Let’s be real: inboxes are chaos.
Every day, brands compete for attention, and most emails get ignored, deleted, or unsubscribed from in seconds. But some newsletters still manage to get opened, read, clicked, and even looked forward to.
That’s not luck. That’s psychology.

The best newsletters understand what makes people curious, what builds trust, and what keeps readers coming back. In this guide, we break down 16 newsletter examples that work and the psychological triggers behind them, so you can borrow the tactics for your own emails.
What Makes a Great Newsletter?

Before the examples, here’s what strong newsletters usually get right:
- Clarity: A subject line that sets a clear expectation
- Value: Content that teaches, entertains, or helps
- Scannability: Clean structure, short sections, easy reading
- Personality: A human voice people connect with
- Direction: A clear CTA that tells readers what to do next
That’s the base. Everything else builds on top of it.
- Community & Belonging
Some newsletters work because they make readers feel like part of something.
- We Are Travel Girls creates ritual and identity with “Wanderlust Wednesday.”
- BBC History invites readers to contribute memories, making them part of the content.
- Girls’ Night In sells a feeling of comfort and calm, not just recommendations.

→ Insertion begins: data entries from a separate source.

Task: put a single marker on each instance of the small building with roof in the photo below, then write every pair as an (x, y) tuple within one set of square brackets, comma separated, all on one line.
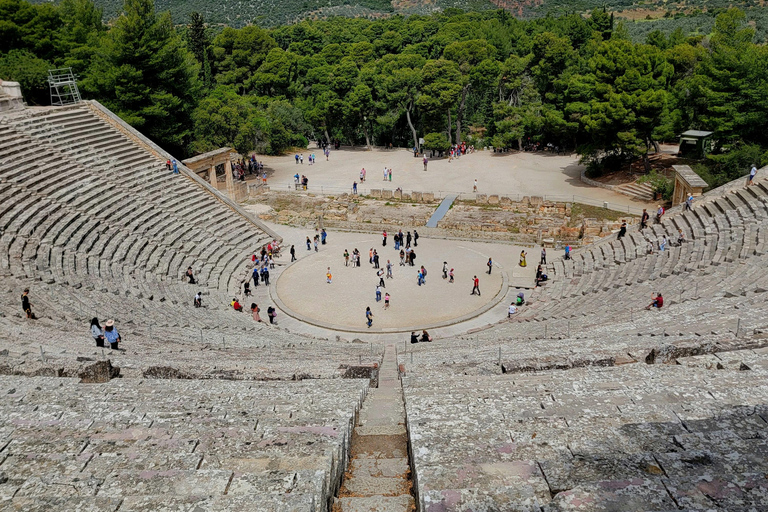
[(687, 182), (694, 143)]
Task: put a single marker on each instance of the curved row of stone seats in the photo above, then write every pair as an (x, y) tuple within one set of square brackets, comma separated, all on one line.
[(86, 160), (699, 325), (599, 273), (203, 344), (633, 438), (145, 445)]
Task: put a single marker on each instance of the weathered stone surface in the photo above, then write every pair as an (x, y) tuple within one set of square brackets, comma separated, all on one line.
[(165, 372), (99, 372)]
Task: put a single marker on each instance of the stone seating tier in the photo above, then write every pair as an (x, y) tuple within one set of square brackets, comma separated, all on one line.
[(152, 444), (632, 438), (69, 231)]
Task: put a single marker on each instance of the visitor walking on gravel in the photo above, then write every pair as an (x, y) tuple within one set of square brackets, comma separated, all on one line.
[(26, 306), (475, 286), (97, 332), (622, 230), (111, 335), (380, 275)]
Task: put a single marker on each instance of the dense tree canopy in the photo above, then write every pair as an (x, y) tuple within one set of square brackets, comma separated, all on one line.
[(483, 77)]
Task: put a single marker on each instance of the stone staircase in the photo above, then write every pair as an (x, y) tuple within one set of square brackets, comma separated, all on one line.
[(147, 445)]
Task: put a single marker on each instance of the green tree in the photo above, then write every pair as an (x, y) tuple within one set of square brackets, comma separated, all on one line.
[(437, 141), (441, 88), (629, 99), (200, 45), (401, 78), (238, 53), (478, 67), (144, 74), (729, 92), (30, 71)]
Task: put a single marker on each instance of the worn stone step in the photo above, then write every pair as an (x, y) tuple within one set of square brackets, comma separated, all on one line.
[(377, 504), (363, 485)]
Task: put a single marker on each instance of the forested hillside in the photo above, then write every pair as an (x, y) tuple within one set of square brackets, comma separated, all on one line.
[(484, 77)]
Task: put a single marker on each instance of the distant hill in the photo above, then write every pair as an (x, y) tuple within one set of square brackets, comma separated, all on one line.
[(641, 16)]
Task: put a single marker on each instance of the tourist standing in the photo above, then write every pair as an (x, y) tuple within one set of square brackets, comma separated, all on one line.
[(475, 286), (26, 306), (111, 335), (622, 230), (97, 332)]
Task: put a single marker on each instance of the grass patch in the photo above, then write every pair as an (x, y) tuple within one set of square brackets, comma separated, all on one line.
[(585, 211)]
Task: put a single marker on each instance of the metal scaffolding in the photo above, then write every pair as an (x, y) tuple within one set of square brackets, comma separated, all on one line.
[(63, 86)]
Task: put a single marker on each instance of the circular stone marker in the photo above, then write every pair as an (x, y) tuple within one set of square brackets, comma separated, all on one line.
[(304, 294)]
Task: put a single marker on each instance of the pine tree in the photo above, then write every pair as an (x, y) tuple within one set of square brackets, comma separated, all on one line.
[(145, 75)]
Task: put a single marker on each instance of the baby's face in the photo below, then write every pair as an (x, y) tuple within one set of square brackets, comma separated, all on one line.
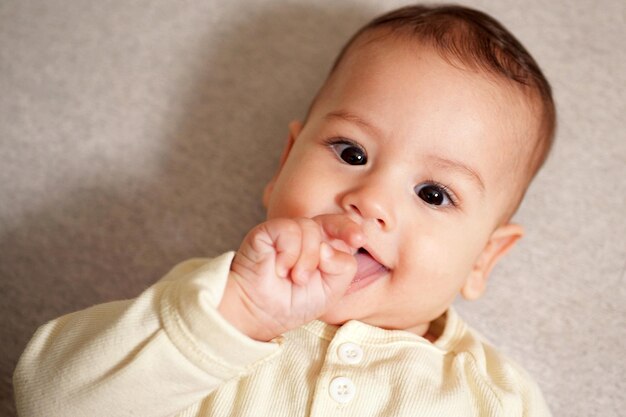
[(423, 155)]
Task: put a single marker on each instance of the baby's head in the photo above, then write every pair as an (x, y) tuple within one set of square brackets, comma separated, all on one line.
[(427, 131)]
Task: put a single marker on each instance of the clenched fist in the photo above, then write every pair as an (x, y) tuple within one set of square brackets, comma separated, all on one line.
[(288, 272)]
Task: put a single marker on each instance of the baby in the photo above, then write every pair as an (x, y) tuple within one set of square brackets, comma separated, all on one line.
[(393, 196)]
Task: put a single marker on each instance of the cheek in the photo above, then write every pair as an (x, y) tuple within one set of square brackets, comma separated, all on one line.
[(441, 257)]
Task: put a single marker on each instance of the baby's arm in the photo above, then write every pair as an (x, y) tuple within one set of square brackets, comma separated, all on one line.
[(152, 356), (169, 348)]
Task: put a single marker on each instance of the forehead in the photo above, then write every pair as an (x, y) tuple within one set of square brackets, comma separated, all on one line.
[(410, 96)]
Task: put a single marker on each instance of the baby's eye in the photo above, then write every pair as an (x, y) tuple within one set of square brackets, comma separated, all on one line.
[(349, 152), (434, 194)]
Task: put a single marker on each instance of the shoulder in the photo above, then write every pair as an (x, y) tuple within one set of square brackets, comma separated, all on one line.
[(500, 377)]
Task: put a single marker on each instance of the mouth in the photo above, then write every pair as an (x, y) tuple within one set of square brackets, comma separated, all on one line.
[(369, 269)]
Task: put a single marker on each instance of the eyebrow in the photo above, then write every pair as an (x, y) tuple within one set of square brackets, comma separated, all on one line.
[(438, 160), (351, 117), (461, 168)]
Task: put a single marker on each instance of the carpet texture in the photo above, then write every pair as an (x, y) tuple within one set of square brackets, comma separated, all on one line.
[(134, 135)]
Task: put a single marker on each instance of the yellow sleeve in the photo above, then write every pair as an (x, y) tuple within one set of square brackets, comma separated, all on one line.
[(151, 356)]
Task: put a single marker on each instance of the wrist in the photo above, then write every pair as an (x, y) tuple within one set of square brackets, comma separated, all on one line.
[(238, 312)]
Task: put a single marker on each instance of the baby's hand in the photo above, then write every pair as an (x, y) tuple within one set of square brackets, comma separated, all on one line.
[(288, 272)]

Why it works: People stay loyal to brands that make them feel seen, included, and emotionally connected.
- Teaching Without Feeling Like Homework
The best educational newsletters make readers feel smarter fast.
- Marketing Examples uses screenshots and short commentary instead of long explanations.
- Why We Buy breaks down one bias at a time, making readers notice it everywhere.
- Billie teaches a useful skill first, then naturally introduces the product.

Why it works: When information is easy to absorb and instantly useful, people come back for more.
- Selling Without Sounding Salesy
The smartest promotional emails don’t feel like hard sells.
- Estrid uses plain-text, human-sounding emails that build trust.
- Javvy Coffee uses mystery and blurred images to spark clicks.
- The Atlantic keeps it simple by recommending just one story.
- Kosas pairs customer reviews with the exact products mentioned.

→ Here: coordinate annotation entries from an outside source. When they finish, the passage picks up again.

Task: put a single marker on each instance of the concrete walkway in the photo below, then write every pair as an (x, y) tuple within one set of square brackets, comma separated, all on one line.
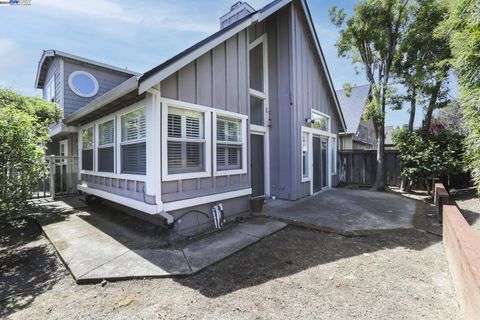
[(349, 211), (94, 247)]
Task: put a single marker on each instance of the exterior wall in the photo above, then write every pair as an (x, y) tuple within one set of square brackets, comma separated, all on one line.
[(107, 80), (310, 91), (217, 79)]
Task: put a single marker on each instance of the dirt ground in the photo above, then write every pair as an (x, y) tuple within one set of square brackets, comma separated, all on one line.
[(293, 274)]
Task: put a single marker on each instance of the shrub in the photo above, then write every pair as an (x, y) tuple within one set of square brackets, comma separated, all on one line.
[(426, 154), (24, 123)]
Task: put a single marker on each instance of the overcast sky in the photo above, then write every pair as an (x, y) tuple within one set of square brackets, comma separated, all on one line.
[(135, 34)]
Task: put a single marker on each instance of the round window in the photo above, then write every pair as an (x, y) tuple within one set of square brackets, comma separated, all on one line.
[(83, 84)]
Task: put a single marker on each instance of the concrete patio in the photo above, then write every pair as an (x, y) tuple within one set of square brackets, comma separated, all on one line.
[(94, 245), (350, 212)]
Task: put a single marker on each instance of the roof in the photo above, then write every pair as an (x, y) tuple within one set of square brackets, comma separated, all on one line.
[(170, 66), (352, 106), (48, 55)]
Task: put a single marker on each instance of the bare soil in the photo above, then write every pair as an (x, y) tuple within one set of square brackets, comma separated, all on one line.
[(293, 274)]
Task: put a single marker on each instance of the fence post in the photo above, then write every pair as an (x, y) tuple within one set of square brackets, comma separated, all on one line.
[(52, 177)]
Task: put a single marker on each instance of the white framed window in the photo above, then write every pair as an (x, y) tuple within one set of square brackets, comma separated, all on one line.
[(83, 84), (186, 132), (230, 151), (305, 156), (321, 121), (87, 148), (106, 146), (50, 90), (133, 152), (333, 156)]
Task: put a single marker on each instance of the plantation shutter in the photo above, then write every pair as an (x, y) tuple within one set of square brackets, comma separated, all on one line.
[(185, 145), (229, 147)]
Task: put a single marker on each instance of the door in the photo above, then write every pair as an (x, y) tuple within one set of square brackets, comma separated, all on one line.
[(317, 165), (324, 161), (257, 165)]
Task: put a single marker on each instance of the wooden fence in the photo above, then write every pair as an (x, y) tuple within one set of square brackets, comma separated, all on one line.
[(359, 167)]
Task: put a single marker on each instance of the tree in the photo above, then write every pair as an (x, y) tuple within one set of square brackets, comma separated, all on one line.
[(421, 67), (462, 26), (428, 153), (371, 37), (24, 123)]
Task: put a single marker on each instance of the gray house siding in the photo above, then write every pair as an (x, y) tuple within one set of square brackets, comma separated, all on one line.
[(107, 80), (311, 91), (217, 79)]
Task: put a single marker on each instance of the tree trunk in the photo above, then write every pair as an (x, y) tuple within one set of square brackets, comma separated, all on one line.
[(379, 184), (432, 104), (413, 106)]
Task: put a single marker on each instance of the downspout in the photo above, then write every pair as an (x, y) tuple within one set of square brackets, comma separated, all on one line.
[(156, 93)]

Why it works: Trust, curiosity, simplicity, and relevance drive action better than pushy copy ever will.
- Making the Newsletter an Experience
Some newsletters win because they’re fun.
- Morning Brew turns business news into a habit with humor, quizzes, and games.
- The Sill uses an interactive flowchart to guide product choices.
- Chubbies makes every email feel like it came from a funny friend.

Why it works: Entertainment keeps people engaged. A newsletter people enjoy becomes a newsletter they remember.
- Leading With Value
The best long-term strategy? Give more than you ask.
- Robinhood Snacks delivers useful insights without constantly pushing the product.
- Accept Cookies feels like a thoughtful note from a real person.
- Skillshare highlights creators and values in a way that feels genuine.

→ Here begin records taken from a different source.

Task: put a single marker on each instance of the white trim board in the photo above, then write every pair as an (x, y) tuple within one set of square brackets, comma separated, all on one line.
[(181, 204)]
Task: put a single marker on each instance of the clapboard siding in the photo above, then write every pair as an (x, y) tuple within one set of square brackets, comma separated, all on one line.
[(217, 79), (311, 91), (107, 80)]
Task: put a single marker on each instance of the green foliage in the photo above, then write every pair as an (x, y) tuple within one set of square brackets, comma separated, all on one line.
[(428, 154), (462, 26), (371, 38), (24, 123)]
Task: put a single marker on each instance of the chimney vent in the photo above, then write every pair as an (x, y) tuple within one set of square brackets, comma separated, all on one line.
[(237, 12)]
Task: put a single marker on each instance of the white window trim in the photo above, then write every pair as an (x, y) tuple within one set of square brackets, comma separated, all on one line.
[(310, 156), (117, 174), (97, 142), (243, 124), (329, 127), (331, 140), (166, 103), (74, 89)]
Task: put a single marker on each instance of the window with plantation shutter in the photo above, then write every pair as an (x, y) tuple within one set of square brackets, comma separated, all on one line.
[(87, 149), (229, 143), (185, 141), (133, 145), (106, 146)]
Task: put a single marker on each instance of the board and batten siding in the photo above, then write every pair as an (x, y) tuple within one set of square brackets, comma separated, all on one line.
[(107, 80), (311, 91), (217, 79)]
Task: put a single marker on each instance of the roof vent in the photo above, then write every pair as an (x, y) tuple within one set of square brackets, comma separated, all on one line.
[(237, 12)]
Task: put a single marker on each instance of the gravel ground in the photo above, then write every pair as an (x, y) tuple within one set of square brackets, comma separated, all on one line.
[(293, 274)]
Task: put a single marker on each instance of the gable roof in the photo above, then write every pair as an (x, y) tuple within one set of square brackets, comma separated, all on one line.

Why it works: Familiarity and trust build over time. Brands that consistently provide value stay top of mind.
What These Examples Teach Us

A few patterns show up again and again:
- Start with strategy, not design
Know whether the goal is to educate, entertain, build community, or sell. - Know your audience deeply
Great newsletters feel made for a specific type of reader. - Use psychology on purpose
Curiosity gaps, social proof, habit loops, and emotional tone all matter. - Give first, promote second
The 80/20 rule still works: value first, sales second. - Sound like a person
Readers connect with voice, not corporate filler.
Conclusion
The best newsletters don’t fight for attention by being louder. They win by being more useful, more human, and more memorable. They respect the reader’s time. They offer something worth opening. And they understand that great email is less about broadcasting and more about building a relationship.
That’s the real takeaway from these examples. You don’t need to copy them exactly. Just take one tactic — curiosity, community, simplicity, personality, or value-first content — and test it in your next send.

Because strong newsletters aren’t built in one go.
They’re built issue by issue, with consistency, clarity, and a real understanding of what readers actually care about.